Time Machine dialog stuck in connecting state

A port-mirrored Wireshark capture answered that question: the Mac wasn't sending any packets to the server, even long after it started to say Connecting to backup disk.... Digging into the macOS Time Machine logs with:

log show --style syslog --predicate 'senderImagePath contains[cd] "TimeMachine"' --info

A few entries made it clear:

(TimeMachine) [com.apple.TimeMachine:Mounting] Attempting to mount 'afp://backup_mbp@homeserver._afpovertcp._tcp.local./tm_mbp'
...
(TimeMachine) [com.apple.TimeMachine:General] Failed to resolve CFNetServiceRef with name = homeserver type = _afpovertcp._tcp. domain = local.

The Mac was using mDNS (a.k.a. Bonjour, Zeroconf) to resolve the backup server's IP address using its hostname. The server was asleep and therefore not responding to the requests, so the Mac was failing to resolve its IP address.
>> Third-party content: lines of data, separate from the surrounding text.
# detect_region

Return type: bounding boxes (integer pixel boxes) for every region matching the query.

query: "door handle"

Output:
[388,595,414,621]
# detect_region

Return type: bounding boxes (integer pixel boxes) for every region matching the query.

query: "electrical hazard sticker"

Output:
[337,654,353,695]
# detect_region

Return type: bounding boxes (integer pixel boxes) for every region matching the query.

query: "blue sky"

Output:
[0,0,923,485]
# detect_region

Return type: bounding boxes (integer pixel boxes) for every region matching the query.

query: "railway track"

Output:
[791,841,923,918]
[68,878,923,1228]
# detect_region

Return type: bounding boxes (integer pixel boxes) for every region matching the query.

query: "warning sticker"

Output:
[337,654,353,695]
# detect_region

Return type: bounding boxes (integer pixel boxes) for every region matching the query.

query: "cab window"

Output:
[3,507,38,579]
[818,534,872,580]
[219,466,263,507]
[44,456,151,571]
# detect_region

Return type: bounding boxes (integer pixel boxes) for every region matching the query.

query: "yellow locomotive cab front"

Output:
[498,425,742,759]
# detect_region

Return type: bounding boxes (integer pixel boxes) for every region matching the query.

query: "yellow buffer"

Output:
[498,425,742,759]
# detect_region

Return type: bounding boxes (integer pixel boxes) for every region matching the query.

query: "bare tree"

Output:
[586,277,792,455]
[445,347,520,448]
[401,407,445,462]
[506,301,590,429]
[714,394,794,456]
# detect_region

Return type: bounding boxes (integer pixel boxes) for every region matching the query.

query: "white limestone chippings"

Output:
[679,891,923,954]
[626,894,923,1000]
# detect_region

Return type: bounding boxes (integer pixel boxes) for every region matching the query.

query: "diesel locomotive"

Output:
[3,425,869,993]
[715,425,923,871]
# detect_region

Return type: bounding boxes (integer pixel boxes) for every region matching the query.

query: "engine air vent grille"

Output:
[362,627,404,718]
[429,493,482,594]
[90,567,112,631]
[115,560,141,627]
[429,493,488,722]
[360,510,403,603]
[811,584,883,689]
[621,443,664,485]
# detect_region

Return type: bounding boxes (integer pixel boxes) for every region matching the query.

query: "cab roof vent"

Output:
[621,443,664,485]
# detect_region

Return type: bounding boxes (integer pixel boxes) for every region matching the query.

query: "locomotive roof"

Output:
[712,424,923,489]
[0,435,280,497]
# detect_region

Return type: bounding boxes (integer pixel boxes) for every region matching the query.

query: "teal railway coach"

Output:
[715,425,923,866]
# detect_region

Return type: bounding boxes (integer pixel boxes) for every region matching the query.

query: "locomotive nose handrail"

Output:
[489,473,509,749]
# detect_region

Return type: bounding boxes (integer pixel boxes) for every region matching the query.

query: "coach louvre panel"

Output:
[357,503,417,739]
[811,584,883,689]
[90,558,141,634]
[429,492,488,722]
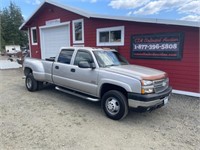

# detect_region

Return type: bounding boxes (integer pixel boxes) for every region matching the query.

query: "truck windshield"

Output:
[94,51,129,67]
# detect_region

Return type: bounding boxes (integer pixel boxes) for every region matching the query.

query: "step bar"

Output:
[55,86,99,102]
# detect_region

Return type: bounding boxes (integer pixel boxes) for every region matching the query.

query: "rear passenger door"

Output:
[52,49,74,88]
[70,50,98,96]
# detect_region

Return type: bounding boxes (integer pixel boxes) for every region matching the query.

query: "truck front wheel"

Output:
[25,73,38,92]
[101,90,128,120]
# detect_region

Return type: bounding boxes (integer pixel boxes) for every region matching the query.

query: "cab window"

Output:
[58,49,74,64]
[74,50,94,66]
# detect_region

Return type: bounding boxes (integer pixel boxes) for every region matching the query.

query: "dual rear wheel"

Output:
[101,90,128,120]
[25,73,43,92]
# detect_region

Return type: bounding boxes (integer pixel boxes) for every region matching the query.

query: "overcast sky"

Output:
[0,0,200,21]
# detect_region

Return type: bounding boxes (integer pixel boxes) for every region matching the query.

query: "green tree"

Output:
[0,1,28,48]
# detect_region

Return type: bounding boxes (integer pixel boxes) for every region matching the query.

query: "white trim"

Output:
[73,44,85,47]
[28,28,32,57]
[96,26,125,46]
[39,21,71,58]
[31,27,38,45]
[39,21,70,29]
[72,19,84,44]
[172,90,200,98]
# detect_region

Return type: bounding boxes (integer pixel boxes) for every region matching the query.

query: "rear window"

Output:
[58,49,74,64]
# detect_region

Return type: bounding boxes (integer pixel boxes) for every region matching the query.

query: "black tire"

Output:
[25,73,38,92]
[101,90,128,120]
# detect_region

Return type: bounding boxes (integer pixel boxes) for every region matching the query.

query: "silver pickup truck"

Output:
[23,47,172,120]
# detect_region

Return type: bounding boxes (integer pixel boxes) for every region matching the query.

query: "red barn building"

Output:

This explained why the Mac wasn't sending any packets to the server, leaving it asleep.

mDNS stand-in

I already had an ARP stand-in service, now I needed my Raspberry Pi to also respond to mDNS queries for the server while it slept. I knew that Avahi was one of the main mDNS implementations for Linux. I first tried these instructions using .service files to configure my Raspberry Pi to respond to mDNS queries on behalf of the server. I used the following on the Mac to check the result:

dns-sd -L homeserver _afpovertcp._tcp local

For some reason, that approach just didn't work; Avahi didn't respond on behalf of the server. I experimented instead with avahi-publish (man page), which (to my pleasant surprise) worked right away using the following:

avahi-publish -s homeserver _afpovertcp._tcp 548 -H homeserver.local

With that, I just needed to create a systemd service definition that would automatically run the avahi-publish command on boot (check out the configuration shared above).

🏁 Finish

With all the wrinkles ironed out, everything has been working well now for over a month. I hope you've enjoyed following along and that this approach works for you too.

This post was discussed on Hacker News and Reddit.